The Government is now forecasting a year-end general government sector operating loss of $201m, representing a $31m, or 13 per cent, improvement on the original budget estimate of $232m. Further evidence of this improved financial management is the news that expenditure on capital works in 1996-97 is predicted to be within one per cent of budget - significantly better than has been the case in the past. It is also worth noting that this year $55m of debt will be retired across the general government sector and public trading enterprises. All this has been achieved without the need for new borrowings and with asset sales of less than half of what was planned, following the Government's decision not to proceed with the sale and lease-back of the ACTION bus fleet.

Mr Speaker, this budget is about Canberra standing on its own two feet. We all know what the priorities are - creating jobs and reducing our reliance on the Commonwealth. In an economic climate where Commonwealth policies have caused a major economic downturn in Canberra, the ACT Government is working to achieve sustainable employment growth through business development. The budget I present today is a blueprint for change by tackling these two challenges without dramatically increasing the burden on taxpayers or our debt position. An operating loss of $211m is forecast for the general government sector in 1997-98, representing an improvement of $13m on the forward estimates. This includes an increase in unfunded superannuation liabilities of $147m, a major issue for which the Government is now developing options to address this concern. After removal of net abnormal and extraordinary items, expenses are predicted to increase over the previous year by only $18m, or just one per cent, which represents a reduction in real terms.

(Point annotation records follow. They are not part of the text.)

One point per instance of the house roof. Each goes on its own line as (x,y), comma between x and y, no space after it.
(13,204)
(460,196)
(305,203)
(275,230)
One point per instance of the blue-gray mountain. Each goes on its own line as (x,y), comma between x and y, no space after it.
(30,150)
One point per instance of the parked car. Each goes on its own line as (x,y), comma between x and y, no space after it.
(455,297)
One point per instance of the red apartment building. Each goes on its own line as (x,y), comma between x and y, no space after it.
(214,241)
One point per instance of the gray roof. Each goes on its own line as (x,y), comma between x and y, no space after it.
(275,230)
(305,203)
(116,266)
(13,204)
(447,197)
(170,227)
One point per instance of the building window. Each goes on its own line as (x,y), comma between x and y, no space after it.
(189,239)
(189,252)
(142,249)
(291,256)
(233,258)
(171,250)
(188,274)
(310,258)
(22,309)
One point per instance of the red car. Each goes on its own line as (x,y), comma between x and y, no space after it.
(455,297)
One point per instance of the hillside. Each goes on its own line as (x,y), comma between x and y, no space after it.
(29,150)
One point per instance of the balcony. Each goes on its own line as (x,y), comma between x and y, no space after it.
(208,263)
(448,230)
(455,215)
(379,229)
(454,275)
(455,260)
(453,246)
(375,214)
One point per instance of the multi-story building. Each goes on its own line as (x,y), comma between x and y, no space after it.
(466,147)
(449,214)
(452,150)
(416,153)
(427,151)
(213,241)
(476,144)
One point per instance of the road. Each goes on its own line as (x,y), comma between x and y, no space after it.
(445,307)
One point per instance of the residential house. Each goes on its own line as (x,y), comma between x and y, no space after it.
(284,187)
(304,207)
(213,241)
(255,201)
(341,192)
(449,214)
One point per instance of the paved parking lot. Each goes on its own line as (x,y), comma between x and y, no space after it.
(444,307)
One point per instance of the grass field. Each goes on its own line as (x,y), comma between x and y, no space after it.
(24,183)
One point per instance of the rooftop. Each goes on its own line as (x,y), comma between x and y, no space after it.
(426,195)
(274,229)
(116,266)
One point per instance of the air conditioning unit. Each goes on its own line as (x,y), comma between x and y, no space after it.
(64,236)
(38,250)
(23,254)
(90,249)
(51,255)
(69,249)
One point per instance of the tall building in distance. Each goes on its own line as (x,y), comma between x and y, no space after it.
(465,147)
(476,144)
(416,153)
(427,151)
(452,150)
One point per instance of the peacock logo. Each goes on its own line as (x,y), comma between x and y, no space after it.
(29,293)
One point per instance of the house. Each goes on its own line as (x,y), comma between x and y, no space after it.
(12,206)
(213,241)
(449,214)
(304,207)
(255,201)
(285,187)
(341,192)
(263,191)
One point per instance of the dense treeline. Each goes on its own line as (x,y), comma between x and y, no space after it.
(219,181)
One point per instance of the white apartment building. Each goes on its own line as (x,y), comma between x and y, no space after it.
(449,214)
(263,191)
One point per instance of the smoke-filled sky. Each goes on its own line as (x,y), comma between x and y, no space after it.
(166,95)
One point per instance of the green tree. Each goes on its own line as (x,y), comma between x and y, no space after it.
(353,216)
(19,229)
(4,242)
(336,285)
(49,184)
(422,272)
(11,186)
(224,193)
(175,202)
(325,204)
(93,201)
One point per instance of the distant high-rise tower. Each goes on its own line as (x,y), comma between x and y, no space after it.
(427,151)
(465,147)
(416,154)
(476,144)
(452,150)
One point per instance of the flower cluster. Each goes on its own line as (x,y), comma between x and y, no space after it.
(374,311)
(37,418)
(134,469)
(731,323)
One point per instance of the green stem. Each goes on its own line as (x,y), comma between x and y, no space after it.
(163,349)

For the second consecutive year no new borrowings are forecast for the general government sector.

I will now detail key initiatives in this budget. Mr Speaker, unemployment remains the single biggest issue facing Canberra and the Australian capital region. Our top priority has been, and will continue to be, our determination to stimulate business growth, new investment and, with it, new jobs. This budget tackles these challenges head-on. To do this and to show that we are serious, we have taken $4.5m out of funding for redundancies in the forward estimates and created a Jobs Fund that is committed to employment and business initiatives. It has been targeted directly at enabling people who would otherwise have been unemployed to get jobs, equipping others with the necessary skills to find employment and assisting the private sector in generating new job opportunities. Our aim is to create jobs now, and in the future, especially for our children.

What this represents, Mr Speaker, is the biggest single injection of funds into these critical areas since self-government. Mr Speaker, I repeat that. This represents the biggest single injection of funds into employment and business incentives since self-government. In 1997-98, more than $3m will be spent on programs aimed at providing jobs or training opportunities for young people, reflecting the priority that this Government places on combating youth unemployment. Mr Speaker, that is $3m on jobs for young people. Three of the initiatives I am announcing today are a direct response to the symposium on youth unemployment that was held in March. I thank all of those people who played a role in that. It shows that when the community, the business sector and the Government work together good ideas can come out of it.